Immunolabeling (cryosections)
1. Equilibrate slides in PBSTx (5 min) in a glass staining jar.
2. Incubate slides in blocking solution for 30 min in a plastic staining jar.
3. Dilute mAb into blocking solution, 50 μl per slide.
4. Remove slides from staining jar, and dab away excess blocking solution with a Kimwipe. Add mAb solution (50 μl), and cover sections with a 22x50 mm cover glass using fine forceps.
5. Incubate in a humidified staining chamber1 for 2 hr at RT.
6. Gently remove coverslips by dipping in PBSTx. Rinse slides in fresh PBSTx, 15-30 sec, to remove excess antibody.

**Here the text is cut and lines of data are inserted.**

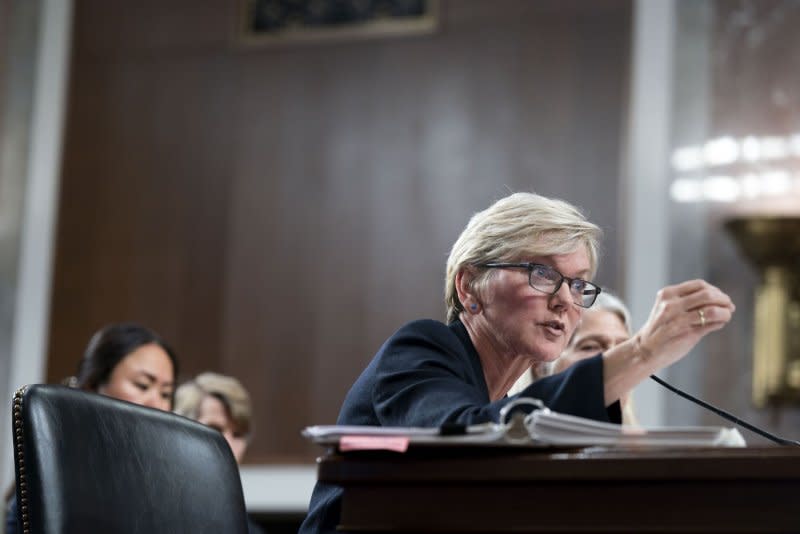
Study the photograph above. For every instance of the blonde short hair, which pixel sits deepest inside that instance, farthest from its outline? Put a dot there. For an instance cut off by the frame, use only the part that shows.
(189, 396)
(608, 301)
(515, 227)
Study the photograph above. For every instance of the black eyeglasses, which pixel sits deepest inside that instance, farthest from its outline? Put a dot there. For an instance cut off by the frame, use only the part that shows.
(547, 280)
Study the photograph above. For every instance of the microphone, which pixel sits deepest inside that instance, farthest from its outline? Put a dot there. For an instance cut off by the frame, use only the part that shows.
(730, 417)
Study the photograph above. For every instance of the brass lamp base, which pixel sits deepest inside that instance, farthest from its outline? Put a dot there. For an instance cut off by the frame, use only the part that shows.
(773, 245)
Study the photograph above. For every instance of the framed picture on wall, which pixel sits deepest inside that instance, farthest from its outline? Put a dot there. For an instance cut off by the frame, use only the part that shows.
(279, 22)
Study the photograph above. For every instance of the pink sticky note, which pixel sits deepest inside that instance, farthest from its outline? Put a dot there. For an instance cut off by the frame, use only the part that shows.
(372, 443)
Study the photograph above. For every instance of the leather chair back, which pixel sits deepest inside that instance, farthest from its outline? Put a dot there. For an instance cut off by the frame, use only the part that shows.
(89, 463)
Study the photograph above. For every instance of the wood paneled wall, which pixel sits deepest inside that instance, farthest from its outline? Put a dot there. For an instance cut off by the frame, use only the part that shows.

7. Wash slides 3 times in PBSTx, 10 min each.
8. Dab away excess PBSTx, add secondary antibody solution (HRP-conjugated goat anti-mouse IgG+IgM, 1:250, plus DAPI at 1 μg/ml), 50 μl per slide, under a coverslip.
9. Incubate in a humidified staining chamber for 2 hr at RT.
10. Remove coverslips, rinse slides, and wash 3 times in PBSTx, 10 min each, as above.
11. Wash slides 2 times in PBSTw, 5 min each.
12. Dab away excess PBSTx, add 50 μl tyramide solution and coverslip. Incubate 10 min at RT.
13. Remove coverslips, rinse slides, and wash 3 times in PBSTx, 10 min each.
14. Cover sections with Vectashield (~22 μl) and 22x50 mm cover glass.
Note:
1 For example, a plastic “Tuff Tainer” with a moistened paper towel.
Sample optimization protocol (whole animals)
The following is a sample protocol that evaluates 6 combinations of mucus removal, fixation, and bleaching diluent for two different mAb supernatant concentrations. Eight small (3-5 mm) asexual planarians are fixed per combination, then divided into two wells of a 96 well plate for immunofluorescent labeling. 48 animals total are used.